A założenia makroekonomiczne?
Nie obawiałbym się o wzrost gospodarczy, uważam, że będzie wyższy niż prognozowany w budżecie. Oczywiście istnieje ryzyko, że będziemy mieć do czynienia z jakimiś zdarzeniami zewnętrznymi negatywnie wpływającymi na wzrost gospodarczy w Polsce, ale trudno z góry takie ryzyko oszacować. Przy założeniu, że kontynuowany będzie wzrost PKB w przedziale 3,5-4,0 proc. i udadzą się technicznie zmiany w systemie podatkowym, cel jest ambitny, ale realistyczny.
Przedsiębiorcy obawiają się, że dużo większe wpływy podatkowe oznaczają w praktyce więcej kontroli.
Jeżeli systemowo wszystko zadziała tak, jak założono, to ryzyko ręcznego poszukiwania wpływów podatkowych na poziomie firm spada. Jeśli jednak ten model nie zadziała prawidłowo, to niestety takie ryzyko wzrośnie. Niestety do tej pory w polskiej polityce podatkowej przeważała ta druga praktyka. Jak było ryzyko niezrealizowania dochodów podatkowych, to sięgano po odpowiednie orzeczenia podatkowe. Taka praktyka podważa zaufanie do państwa, więc im szybciej zostanie zmieniona tym lepiej.
Czy po blisko roku funkcjonowania Ministerstwa Finansów pod nowym kierownictwem można stwierdzić, że taka praktyka to już przeszłość?
Jest nadzieja, że jeśli wprowadzi się systemowo pewne metody uszczelniania, to nieprawidłowości będą odpowiednio wcześniej wyłapywane. Na przykład, jeśli zostałby wcześniej wyłapany schemat podatkowy na paliwach, prętach stalowych, czy elektronice, to tylko podmioty prowadzące nieuczciwe interesy byłyby targetowane przez służby skarbowe, zamiast doszukiwać się nieprawidłowości u wszystkich działających w tych branżach, tym Bogu ducha winnych przedsiębiorców. Jeśli nastąpi zmiana praktyki, to będzie to zmiana na korzyść.

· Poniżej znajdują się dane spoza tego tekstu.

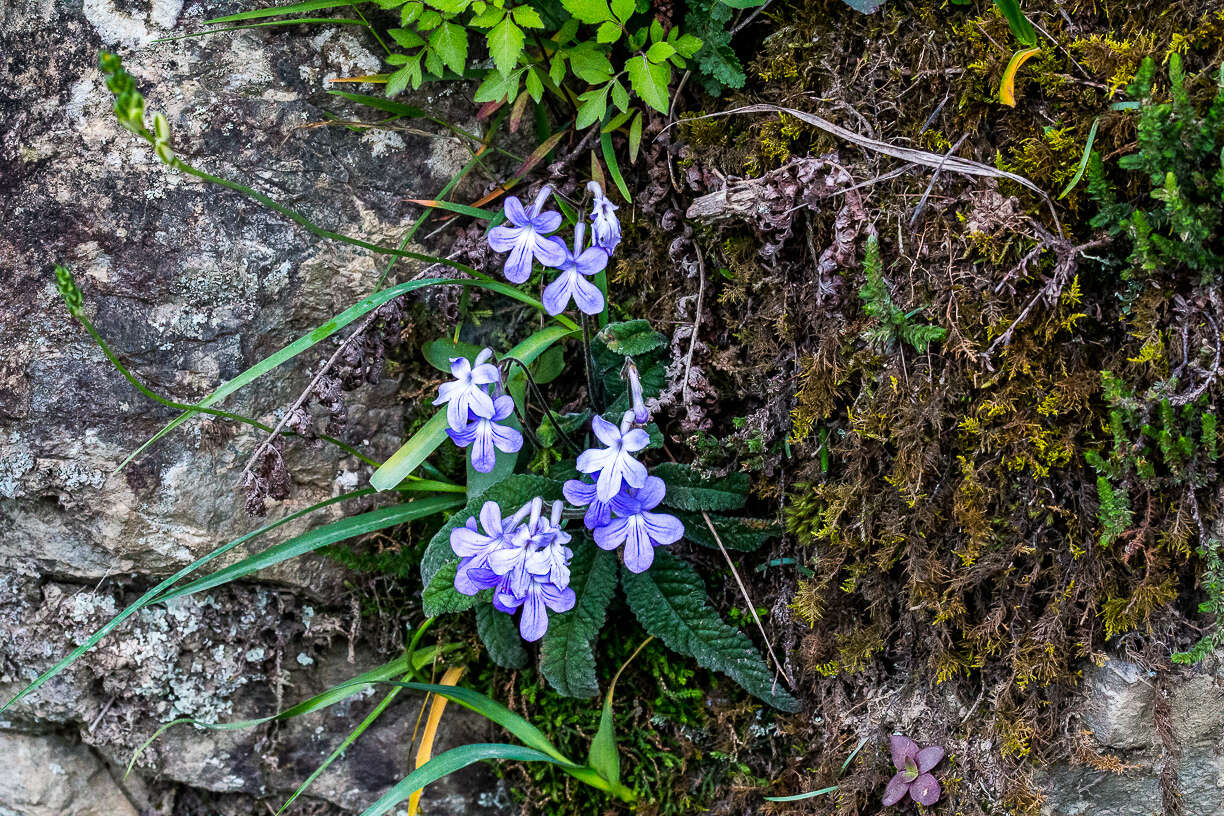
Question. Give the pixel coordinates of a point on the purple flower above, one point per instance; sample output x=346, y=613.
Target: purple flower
x=583, y=494
x=637, y=529
x=484, y=433
x=474, y=548
x=540, y=596
x=526, y=239
x=572, y=283
x=466, y=394
x=605, y=225
x=615, y=464
x=637, y=401
x=913, y=772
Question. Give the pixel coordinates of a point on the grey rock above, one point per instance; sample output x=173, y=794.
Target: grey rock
x=48, y=776
x=1121, y=701
x=191, y=284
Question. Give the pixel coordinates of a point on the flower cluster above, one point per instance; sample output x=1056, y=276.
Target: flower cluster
x=475, y=408
x=621, y=499
x=524, y=559
x=528, y=237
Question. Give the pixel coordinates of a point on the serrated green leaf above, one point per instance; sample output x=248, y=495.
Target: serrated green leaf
x=630, y=338
x=670, y=602
x=566, y=656
x=440, y=596
x=660, y=51
x=449, y=42
x=619, y=96
x=739, y=534
x=506, y=45
x=501, y=637
x=589, y=11
x=509, y=494
x=634, y=137
x=528, y=17
x=405, y=38
x=688, y=45
x=688, y=491
x=590, y=64
x=607, y=32
x=497, y=88
x=649, y=81
x=449, y=7
x=595, y=104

Jednak eksperci mówią, że państwo wciąż nie potrafi dobrać się do organizatorów karuzel VAT, za to z całą surowością uderza się w firmy, które zostały wplątane taki proceder.
Problem z polskim systemem podatkowym jest taki, że dawno powinien zostać zmieniony. Efekt jest właśnie taki, że mamy do czynienia z ręcznym dostosowywaniem go do aktualnej sytuacji budżetowej.
Czyli takie ciągłe dopychanie budżetu kolanem.
Tak. W scenariuszu pesymistycznym, jeśli nie nastąpi żadna jakościowa zmiana systemu, to w przyszłym roku i kolejnych latach będziemy mieć do czynienia z taką samą strategią, jak do tej pory i nic się nie zmieni. Pogorszenie chyba nie jest możliwe, bo już jest źle. Istnieje obawa, że nie da się dopchnąć kolanem takich wpływów podatkowych, jakie założył rząd, że są zbyt wysokie w stosunku do tego, co do tej pory udawało się dopychać kolanem. Tylko w MF wiedzą, czy zakładana zmiana systemowa może się udać, nikt z zewnątrz jak ja nie jest w stanie ocenić wszystkich kwestii technicznych.
Jaskółką jest fakt, że wygląda na to, że pakiet paliwowy zadziałał. Na tej podstawie przyjęto, że jeśli nadal będą prowadzone takie działania, to przyniosą rezultat. W ciągu 8 miesięcy bieżącego roku wpływy podatkowe wzrosły już o ponad 12 mld zł, a wzrost ten rozkłada się na wszystkie podatki. Wygląda na to, że system - może tymczasowo - trochę się uszczelnił. Jeśli więc jest możliwość uszczelnienia go tymczasowo, może jest możliwość uszczelnienia go w sposób trwały. Kluczowe jest jednak to, w jakim stopniu wzrost wpływów podatkowych ma wynikać z systematycznego ograniczenia luki VAT, co deklarował minister Szałamacha.
Rząd chyba nie ma wyboru, musi jakoś zwiększyć wpływy podatkowe, skoro jeszcze bardziej rozdmuchał wydatki.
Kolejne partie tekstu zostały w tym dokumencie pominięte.